Hi I deleted your other ad as you are only permitted to post it once. There are a few useful tips on this thread that may be useful for your future classified ads: http://www.bcaquaria.com/forum/fres...properly-post-care-free-ad-classifieds-23775/
Good luck with the sale. 
Regards John


----------



## Mo Amirian (Feb 14, 2012)

How much for it?
EDIT: nvm it's in the title.


----------



## jayc (May 23, 2010)

Interested. Open to offers.


----------



## jayc (May 23, 2010)

bump...filter sold. tank and stand $80.00 obo


----------



## jayc (May 23, 2010)

Bump...price drop!!!


----------



## mustang5.0 (Apr 24, 2010)

Ill give you 50 bucks and pick it up tonight


----------



## jayc (May 23, 2010)

I will pm you my number and address.


----------



## jayc (May 23, 2010)

Bump...price drop


----------



## jayc (May 23, 2010)

Bump...any offers guys?


----------



## Buffer (Apr 29, 2010)

Hi, I can pay the full asking price of $60 if you can deliver. Not that I am lazy...it's just that mobility is an issue for me with a broken foot. Lol

I am in Mary Hill, Port Coquitlam area. 5 mins off Hwy.1, Exit 44.

Give me a call if you can swing by. Also can you confirm there's no leakage, scratches, and so on? Thanks. 

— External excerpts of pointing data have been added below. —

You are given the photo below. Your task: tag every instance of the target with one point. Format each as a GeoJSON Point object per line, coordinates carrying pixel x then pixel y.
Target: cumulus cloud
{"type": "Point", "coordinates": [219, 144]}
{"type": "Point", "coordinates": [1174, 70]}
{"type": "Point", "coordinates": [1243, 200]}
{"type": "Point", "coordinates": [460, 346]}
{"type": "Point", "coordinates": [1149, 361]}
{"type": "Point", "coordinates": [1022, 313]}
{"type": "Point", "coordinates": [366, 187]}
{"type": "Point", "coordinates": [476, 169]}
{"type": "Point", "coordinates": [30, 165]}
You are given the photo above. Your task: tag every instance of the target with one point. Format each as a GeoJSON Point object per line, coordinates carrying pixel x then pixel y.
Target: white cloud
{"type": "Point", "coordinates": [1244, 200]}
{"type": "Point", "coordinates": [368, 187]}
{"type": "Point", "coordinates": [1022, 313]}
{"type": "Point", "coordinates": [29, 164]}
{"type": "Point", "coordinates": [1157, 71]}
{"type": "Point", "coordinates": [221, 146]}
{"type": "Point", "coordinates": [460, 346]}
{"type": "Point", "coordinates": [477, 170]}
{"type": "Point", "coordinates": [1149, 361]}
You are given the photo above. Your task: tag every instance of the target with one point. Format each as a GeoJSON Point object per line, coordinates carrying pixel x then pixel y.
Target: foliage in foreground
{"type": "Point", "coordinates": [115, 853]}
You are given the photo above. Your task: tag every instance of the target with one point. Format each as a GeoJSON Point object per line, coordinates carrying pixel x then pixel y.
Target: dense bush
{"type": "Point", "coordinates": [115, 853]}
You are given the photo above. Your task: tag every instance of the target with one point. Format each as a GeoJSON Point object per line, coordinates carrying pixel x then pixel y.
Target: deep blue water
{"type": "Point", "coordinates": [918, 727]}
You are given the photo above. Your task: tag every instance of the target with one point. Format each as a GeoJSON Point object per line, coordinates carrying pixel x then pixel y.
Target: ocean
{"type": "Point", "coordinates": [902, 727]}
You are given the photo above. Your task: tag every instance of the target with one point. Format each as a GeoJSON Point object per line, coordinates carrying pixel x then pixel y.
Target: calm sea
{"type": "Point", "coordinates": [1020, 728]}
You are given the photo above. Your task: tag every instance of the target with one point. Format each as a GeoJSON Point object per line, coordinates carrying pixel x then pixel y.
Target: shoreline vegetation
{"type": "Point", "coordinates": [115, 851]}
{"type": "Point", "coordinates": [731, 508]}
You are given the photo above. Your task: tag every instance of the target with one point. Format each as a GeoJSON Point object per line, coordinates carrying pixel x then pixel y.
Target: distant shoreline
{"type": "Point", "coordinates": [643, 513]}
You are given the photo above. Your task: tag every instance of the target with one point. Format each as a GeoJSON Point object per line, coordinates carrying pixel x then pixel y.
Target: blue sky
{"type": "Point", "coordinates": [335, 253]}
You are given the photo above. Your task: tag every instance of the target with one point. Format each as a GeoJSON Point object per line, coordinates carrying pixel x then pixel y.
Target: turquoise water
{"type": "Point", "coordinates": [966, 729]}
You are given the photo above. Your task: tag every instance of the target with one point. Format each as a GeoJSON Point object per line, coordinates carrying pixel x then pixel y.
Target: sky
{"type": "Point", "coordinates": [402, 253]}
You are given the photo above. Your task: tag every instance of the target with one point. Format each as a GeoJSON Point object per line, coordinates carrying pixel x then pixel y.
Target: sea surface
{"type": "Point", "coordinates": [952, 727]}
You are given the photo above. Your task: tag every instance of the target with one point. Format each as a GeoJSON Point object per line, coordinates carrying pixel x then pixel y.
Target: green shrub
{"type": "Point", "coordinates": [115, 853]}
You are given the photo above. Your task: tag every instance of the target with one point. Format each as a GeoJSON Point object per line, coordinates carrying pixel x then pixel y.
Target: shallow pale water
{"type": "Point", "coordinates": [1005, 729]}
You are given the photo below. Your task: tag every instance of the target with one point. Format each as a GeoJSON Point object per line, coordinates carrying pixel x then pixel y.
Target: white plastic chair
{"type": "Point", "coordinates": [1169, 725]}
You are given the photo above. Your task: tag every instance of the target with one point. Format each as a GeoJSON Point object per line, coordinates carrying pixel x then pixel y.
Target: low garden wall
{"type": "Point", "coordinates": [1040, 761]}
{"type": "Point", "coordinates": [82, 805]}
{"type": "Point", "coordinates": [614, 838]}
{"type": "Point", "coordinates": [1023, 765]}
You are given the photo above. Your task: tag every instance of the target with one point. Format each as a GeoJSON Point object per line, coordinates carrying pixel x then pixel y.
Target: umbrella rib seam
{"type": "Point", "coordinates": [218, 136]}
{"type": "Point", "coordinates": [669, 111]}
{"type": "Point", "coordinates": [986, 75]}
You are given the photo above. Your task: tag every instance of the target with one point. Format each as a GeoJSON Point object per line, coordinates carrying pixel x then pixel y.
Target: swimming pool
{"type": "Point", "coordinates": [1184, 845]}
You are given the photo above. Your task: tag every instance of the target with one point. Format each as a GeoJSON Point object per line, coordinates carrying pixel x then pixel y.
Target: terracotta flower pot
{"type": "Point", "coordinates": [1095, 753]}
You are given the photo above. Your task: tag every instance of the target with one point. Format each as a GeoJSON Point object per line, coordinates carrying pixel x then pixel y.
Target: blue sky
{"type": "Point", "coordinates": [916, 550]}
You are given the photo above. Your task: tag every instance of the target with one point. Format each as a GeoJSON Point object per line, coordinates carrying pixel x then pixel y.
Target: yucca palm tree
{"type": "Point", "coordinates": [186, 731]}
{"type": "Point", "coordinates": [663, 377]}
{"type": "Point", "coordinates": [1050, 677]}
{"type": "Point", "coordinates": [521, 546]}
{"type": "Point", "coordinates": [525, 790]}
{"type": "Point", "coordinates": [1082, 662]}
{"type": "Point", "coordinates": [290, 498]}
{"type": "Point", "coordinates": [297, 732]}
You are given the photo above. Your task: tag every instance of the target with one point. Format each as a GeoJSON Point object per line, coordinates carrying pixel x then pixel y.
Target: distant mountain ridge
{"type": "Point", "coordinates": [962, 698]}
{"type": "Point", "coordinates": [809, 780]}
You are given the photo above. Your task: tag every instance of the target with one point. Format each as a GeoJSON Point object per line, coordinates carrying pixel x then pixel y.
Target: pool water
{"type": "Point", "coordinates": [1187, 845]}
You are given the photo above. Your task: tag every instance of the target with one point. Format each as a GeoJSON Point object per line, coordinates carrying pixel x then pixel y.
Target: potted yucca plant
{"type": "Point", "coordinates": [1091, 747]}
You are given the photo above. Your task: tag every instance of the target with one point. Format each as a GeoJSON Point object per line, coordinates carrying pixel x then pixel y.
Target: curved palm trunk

If you think it's far, I can understand as well. 

Buff...


----------



## fishdragon (Nov 8, 2010)

$60 is a good deal as for its full equipt.

Sent from my LT15a using Tapatalk 2


----------



## gklaw (May 31, 2010)

Buffer said:


> Hi, I can pay the full asking price of $60 if you can deliver. Not that I am lazy...it's just that mobility is an issue for me with a broken foot. Lol
> 
> I am in Mary Hill, Port Coquitlam area. 5 mins off Hwy.1, Exit 44.
> 
> ...


If it is not too far out of my way. I can pick that up for my friend


----------



## Buffer (Apr 29, 2010)

gklaw said:


> If it is not too far out of my way. I can pick that up for my friend


Lol. You're the best Gord! He havent call me back yet so I'll see. I pm'd my number to him already.
Hopefully he'll be able to swing by. We have great fresh air in Coquitlam. =D


----------



## jayc (May 23, 2010)

Pm sent to u.


----------



## jayc (May 23, 2010)

Bump...anyone interested? Open to offers!


----------



## jayc (May 23, 2010)

Bump...Any offers out there?


----------



## jayc (May 23, 2010)

threw in a 200W heater!


----------



## jayc (May 23, 2010)

last price drop $40!!


----------



## lar (Apr 21, 2010)

Somebody please take this!! or I will take it and my mom will give me crap for too many tanksssss


----------



## spit.fire (Jan 3, 2011)

Bump for wicked deal, that stand alone is worth a lot more than his asking price


----------



## fishdragon (Nov 8, 2010)

I already sent pm, no reply yet.


----------



## Buffer (Apr 29, 2010)

I found a buddy live by your place. Hopefully he can pick up for me today....if it's still available.


----------